O jornalista, Joseph Plunkett (Seosamh Pluincéid), que havia viajado até a Alemanha, em plena Guerra Mundial, para negociar o envio das armas ao grupo armado nacionalista Voluntários Irlandeses. E James Connolly (Séamas Ó Conghaile), operário nascido na Escócia, filho de imigrantes irlandeses, que após desertar do exército britânico alia-se à causa republicana da Irlanda. Fortemente influenciado pelo pensamento marxista, Connolly era o líder do “Exército dos Concidadãos”, um grupo social de trabalhadores criado a partir da necessidade política de autodefesa nas greves organizadas pelo Sindicato Irlandês do Transporte e Trabalhadores em Geral. Após a proclamação da República, realizada por Pearse, o levante perdurou por seis dias, encerrando-se no Sábado, um dia antes do Domingo de Páscoa. Durante a semana, menos de 2 mil rebeldes, com poucas armas e treinamento, chegaram a enfrentar 16 mil soldados ingleses equipados com artilharia pesada. É realmente espantoso que não saibamos quase nada sobre isso. A formação de mentes e corações socialistas capenga à retaguarda.

Do levante

Muitos afirmam que, para aqueles aquartelados no posto central dos Correios, era praticamente certo que o conflito duraria apenas um dia, no entanto, também era real o desejo de trazer de volta à tona o sentimento independentista. O último conflito em nome da autodeterminação havia ocorrido em um longínquo 1798, ainda influenciado pelas chamas da Revolução Americana (1791) e Francesa (1789). O ano era 1916, e a Inglaterra tinha toda sua atenção voltada para os eventos da Guerra Mundial. Em uma semana de feriado, em que poucos soldados ingleses patrulhavam as ruas da Colônia, as forças do “Exército de Concidadãos”, e dos “Voluntários Irlandeses” tomaram, certa facilidade, alguns pontos importantes para o êxito da rebelião em Dublin. A ideia era estender o conflito o máximo possível, na esperança de que o restante do país se levantasse pela República. De fato, inúmeras mobilizações ocorreram em Cork, Ashbourne, Enniscorthy e Galway. No entanto, com a Inglaterra interceptando as armas que viriam da Alemanha, os rebeldes não seriam capazes de realizar mais do que pequenos ataques. O levante político seria, mutatis mutandis, uma derrota militar?
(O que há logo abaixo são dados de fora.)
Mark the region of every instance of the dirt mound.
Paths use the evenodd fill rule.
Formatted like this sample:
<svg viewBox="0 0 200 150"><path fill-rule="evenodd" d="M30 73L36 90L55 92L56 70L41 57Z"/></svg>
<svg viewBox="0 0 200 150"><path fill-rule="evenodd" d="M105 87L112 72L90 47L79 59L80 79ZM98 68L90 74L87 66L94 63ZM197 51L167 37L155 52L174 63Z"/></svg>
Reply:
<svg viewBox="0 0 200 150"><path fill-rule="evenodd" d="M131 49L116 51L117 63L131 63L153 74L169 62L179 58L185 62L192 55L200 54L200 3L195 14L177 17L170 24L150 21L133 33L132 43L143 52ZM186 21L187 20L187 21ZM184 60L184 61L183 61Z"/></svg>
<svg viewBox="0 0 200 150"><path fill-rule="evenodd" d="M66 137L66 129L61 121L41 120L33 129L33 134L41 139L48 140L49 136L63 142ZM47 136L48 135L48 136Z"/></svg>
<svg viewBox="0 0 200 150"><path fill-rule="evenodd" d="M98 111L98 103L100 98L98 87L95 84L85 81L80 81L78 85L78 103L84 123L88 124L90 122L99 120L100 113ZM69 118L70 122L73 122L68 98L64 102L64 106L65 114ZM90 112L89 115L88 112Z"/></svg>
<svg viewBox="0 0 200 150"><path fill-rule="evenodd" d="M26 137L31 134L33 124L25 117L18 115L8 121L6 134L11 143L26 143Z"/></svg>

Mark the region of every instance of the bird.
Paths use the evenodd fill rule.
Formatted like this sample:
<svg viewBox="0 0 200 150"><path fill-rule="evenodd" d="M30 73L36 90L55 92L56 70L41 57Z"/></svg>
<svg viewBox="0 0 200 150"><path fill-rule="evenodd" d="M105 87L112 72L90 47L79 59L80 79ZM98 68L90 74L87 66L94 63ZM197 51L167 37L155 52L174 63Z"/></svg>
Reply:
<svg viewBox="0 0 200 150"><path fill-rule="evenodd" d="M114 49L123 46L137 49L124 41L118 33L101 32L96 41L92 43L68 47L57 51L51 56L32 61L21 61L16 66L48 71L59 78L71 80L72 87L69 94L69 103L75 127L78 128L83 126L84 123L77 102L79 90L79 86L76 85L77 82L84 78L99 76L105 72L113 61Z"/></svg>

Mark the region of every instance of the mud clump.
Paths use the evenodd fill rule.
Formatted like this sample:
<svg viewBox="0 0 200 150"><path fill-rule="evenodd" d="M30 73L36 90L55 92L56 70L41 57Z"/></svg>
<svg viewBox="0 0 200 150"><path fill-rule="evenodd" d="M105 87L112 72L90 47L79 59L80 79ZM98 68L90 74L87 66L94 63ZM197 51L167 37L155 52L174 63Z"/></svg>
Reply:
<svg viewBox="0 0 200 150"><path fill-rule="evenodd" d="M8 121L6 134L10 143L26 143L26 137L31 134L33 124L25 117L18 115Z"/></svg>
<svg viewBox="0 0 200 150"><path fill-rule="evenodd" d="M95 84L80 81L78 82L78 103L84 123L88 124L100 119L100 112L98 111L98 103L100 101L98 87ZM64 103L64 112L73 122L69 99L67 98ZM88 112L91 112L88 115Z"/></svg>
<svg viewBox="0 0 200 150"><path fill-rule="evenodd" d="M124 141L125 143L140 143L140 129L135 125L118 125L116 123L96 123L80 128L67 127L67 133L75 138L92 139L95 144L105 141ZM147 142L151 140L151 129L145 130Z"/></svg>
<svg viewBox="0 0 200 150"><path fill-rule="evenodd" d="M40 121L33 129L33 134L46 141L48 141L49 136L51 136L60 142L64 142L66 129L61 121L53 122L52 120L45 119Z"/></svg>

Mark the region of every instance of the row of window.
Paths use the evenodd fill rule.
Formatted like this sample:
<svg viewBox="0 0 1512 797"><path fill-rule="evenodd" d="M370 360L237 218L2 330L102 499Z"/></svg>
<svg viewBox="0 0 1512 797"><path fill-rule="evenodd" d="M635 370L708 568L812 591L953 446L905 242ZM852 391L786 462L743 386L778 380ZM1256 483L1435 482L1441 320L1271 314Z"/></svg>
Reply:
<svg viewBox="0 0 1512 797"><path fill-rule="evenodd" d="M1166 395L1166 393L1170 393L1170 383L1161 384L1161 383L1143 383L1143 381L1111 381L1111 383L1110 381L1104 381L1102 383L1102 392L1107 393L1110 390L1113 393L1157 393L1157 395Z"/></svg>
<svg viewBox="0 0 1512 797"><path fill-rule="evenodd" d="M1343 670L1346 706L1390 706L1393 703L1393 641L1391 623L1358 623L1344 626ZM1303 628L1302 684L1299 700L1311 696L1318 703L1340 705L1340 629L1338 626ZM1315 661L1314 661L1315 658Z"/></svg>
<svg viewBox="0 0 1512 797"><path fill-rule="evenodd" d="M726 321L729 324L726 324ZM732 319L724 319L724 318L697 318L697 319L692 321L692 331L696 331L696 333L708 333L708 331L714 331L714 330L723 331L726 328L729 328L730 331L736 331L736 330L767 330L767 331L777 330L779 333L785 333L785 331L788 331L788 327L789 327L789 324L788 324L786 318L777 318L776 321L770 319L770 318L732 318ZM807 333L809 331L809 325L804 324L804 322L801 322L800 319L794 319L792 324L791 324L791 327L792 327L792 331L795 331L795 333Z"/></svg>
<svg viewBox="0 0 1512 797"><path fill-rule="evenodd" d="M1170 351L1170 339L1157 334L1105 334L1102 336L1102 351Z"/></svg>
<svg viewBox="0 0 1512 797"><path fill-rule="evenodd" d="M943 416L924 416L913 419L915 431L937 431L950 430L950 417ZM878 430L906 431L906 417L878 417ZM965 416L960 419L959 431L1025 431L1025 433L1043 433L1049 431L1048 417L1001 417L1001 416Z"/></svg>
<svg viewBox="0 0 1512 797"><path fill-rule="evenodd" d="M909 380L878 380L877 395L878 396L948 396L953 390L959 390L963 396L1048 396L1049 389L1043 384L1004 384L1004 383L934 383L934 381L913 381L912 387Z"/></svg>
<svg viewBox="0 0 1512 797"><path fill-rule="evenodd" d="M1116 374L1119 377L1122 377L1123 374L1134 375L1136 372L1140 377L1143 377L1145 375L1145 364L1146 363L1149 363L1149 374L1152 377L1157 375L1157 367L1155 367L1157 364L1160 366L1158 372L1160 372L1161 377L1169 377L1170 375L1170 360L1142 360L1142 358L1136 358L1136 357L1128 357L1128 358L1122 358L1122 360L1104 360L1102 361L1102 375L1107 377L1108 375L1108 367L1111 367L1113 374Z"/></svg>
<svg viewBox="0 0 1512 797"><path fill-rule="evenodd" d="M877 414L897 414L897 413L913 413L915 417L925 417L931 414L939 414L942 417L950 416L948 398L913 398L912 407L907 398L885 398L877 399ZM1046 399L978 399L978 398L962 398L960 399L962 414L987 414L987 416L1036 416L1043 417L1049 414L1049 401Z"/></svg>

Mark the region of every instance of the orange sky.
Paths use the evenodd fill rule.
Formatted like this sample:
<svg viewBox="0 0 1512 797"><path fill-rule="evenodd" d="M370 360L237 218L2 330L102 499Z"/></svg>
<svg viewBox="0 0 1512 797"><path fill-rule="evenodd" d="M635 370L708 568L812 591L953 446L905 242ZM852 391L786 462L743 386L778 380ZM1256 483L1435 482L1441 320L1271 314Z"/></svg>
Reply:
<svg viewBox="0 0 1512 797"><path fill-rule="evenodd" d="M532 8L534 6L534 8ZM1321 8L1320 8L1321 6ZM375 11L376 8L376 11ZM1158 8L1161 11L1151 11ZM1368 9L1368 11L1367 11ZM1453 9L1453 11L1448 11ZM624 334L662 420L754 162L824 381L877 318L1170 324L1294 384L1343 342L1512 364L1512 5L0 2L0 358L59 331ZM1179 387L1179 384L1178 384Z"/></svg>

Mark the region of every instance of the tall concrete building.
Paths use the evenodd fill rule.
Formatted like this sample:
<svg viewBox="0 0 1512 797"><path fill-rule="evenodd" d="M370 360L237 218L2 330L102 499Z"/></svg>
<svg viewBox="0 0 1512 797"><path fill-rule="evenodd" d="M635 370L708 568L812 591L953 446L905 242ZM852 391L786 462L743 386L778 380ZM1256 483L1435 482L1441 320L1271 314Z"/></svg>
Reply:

Em Dublin, além do posto geral dos Correios, que havia se tornado o Quartel General dos rebeldes, foram tomados outros prédios administrativos importantes como o Liberty Hall, onde foi impressa a proclamação, e o Four Courts, ambos centros do establishment irlandês. O Parque St. Stephen’s, sob o comando de Constance Markievicz – do Cumann’na’mBan –, única mulher líder entre os rebeldes, a panificadora Boland, a escola de cirurgiões, a ponte da Rua Mount e as casas da Rua Moore, foram outras localizações que serviram de forte aos insurrectos, em sua maioria localizada na região central de Dublin. Em uma breve digressão, podemos afirmar que a atualidade do “Levante da Páscoa”, como ficou conhecido o conflito nos livros de história, salta aos olhos de qualquer turista ou curioso que percorra hoje as ruas de Dublin. Muitos dos lugares aqui citados são partes da paisagem urbana local e ainda ostentam inúmeras marcas do conflito, como paredes e colunas cravejadas de balas. Há ali um certo orgulho nacional pairando no ar. Qual será o seu significado histórico político mais profundo?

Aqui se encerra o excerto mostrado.